Figure 6. Partial correlation coefficients of NDVI and PET of forest vegetation in different climatic regions (A); Partial correlation coefficients of NDVI and P of forest vegetation in different climatic regions (B); Time scale of response of forest vegetation NDVI to PET in different climatic regions (C); the time scale of forest vegetation NDVI response to P in different climate zones (D). Box plot elements: the box contains 25%–75% of values; the horizontal line is the median line value, the error bars represent ±1 standard deviation (SD), and the thick black points are the outliers.

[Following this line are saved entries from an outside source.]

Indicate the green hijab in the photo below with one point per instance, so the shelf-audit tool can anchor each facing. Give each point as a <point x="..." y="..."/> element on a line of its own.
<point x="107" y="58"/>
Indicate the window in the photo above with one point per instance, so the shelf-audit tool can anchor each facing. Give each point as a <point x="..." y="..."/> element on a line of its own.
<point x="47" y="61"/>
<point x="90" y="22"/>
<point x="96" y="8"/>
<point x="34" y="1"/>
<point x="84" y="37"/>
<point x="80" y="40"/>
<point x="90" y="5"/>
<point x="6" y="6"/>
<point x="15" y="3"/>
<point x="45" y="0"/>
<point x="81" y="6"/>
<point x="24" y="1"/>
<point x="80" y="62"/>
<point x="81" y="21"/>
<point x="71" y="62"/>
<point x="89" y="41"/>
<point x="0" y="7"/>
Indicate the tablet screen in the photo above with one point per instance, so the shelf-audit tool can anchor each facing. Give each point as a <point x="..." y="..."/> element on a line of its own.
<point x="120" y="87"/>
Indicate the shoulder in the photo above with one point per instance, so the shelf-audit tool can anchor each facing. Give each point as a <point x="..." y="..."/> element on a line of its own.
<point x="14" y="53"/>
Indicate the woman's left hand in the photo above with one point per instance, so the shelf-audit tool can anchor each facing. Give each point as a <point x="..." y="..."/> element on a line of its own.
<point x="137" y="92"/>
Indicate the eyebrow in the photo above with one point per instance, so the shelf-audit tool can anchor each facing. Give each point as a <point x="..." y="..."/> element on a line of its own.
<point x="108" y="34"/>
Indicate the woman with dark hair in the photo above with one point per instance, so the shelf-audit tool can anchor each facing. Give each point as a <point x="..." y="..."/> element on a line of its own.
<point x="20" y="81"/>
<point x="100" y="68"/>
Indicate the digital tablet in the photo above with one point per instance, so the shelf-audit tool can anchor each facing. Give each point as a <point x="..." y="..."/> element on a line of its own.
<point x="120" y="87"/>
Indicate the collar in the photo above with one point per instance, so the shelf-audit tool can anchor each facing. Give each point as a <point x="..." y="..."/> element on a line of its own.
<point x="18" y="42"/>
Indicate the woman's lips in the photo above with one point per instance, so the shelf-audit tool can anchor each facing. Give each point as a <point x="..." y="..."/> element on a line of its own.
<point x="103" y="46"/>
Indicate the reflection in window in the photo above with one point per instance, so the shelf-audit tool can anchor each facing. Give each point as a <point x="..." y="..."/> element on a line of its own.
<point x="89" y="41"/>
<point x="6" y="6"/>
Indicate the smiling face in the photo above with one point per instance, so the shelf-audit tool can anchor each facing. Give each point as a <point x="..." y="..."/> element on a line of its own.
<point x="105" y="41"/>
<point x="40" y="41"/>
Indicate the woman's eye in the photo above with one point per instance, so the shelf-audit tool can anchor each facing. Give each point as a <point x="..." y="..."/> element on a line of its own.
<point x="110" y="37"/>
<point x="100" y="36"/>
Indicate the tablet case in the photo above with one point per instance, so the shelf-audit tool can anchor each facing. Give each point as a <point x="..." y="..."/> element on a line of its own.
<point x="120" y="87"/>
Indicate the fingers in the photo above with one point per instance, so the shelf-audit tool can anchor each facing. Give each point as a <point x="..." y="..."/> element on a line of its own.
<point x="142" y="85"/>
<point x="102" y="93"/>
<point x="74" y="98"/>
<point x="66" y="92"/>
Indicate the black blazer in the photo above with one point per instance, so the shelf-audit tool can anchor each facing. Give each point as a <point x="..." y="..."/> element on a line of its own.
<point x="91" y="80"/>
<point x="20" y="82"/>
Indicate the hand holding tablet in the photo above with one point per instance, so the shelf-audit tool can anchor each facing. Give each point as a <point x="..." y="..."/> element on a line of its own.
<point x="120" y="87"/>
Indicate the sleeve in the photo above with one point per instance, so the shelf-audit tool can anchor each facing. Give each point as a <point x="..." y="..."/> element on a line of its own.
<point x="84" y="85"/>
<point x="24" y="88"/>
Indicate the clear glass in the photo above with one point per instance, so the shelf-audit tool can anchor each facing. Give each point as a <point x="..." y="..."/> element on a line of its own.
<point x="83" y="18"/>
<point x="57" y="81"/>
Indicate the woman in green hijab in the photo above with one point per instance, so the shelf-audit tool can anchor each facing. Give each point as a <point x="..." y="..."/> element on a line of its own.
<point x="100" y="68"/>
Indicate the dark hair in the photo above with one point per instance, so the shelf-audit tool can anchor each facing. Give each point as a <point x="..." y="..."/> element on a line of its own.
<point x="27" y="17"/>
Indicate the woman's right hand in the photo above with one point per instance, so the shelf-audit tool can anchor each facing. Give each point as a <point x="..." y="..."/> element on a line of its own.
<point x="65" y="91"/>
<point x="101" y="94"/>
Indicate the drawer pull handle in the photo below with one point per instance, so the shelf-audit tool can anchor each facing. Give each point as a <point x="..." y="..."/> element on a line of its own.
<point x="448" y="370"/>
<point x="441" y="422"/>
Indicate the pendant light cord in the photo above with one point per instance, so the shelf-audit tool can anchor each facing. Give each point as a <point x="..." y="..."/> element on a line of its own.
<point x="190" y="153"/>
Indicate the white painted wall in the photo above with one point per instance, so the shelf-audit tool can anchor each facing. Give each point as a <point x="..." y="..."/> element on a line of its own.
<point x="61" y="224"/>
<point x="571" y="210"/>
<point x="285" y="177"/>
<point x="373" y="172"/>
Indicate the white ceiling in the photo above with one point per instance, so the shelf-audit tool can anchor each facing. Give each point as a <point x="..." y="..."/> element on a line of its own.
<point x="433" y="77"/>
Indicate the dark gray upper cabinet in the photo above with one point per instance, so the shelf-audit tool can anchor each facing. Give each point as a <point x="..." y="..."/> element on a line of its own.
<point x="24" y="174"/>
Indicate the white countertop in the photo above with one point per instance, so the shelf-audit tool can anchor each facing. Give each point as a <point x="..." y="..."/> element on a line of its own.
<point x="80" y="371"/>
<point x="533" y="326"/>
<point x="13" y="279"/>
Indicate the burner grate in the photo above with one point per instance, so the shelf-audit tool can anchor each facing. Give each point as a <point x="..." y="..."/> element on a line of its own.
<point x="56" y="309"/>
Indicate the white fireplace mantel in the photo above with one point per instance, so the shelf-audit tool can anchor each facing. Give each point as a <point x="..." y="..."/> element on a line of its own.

3.4 The effects of PET and P on NDVI of cropland vegetation

The cropland vegetation in the study area was mainly distributed in the Northeast Plain, North China Plain, Loess Plateau, Sichuan Basin, Changjiang Downstream Plain and Yun-Gui Plateau (Figures 1A, B). Of the cropland in the study area, only a small portion of the NDVI results were negatively correlated with PET and P (Figures 7A, B). The areas with negative correlations between NDVI and PET were mainly distributed in the Yun-Gui Plateau and parts of the southern North China Plain. Negative correlations between NDVI and P were less common and included the Sichuan Basin and a small part of the southern North China Plain area. The response of NDVI in the Northeast Plain to PET was similar to its response to P, with partial correlation coefficients of 0.662–0.766 and 0.628–0.885, respectively. There were clear spatial differences in correlations between NDVI and PET and P of cropland vegetation in North China Plain. The spatial distribution of correlations between NDVI and PET and P in the northern and southern parts was small. The partial correlation coefficients between NDVI and P in the Loess Plateau were mostly 0.454–0.628, whereas those between NDVI and PET were 0.549–0.766. The response of NDVI in the Sichuan Basin to P was slightly weaker than its response to PET. Correlations between NDVI and PET in the central area of the Changjiang Downstream Plain were higher than those with P, with coefficients from 0.766–0.965 and 0.454–0.628, respectively.

Figure 7

Figure 7. Spatial distribution of the maximum partial correlation coefficients between NDVI and PET in cropland vegetation (A); spatial distribution of the maximum partial correlation coefficients between NDVI and P in cropland vegetation (B); time scale of the maximum partial correlation coefficients between NDVI and PET in cropland vegetation (C); time scale of the largest partial correlation coefficients between NDVI and P of cropland vegetation (D).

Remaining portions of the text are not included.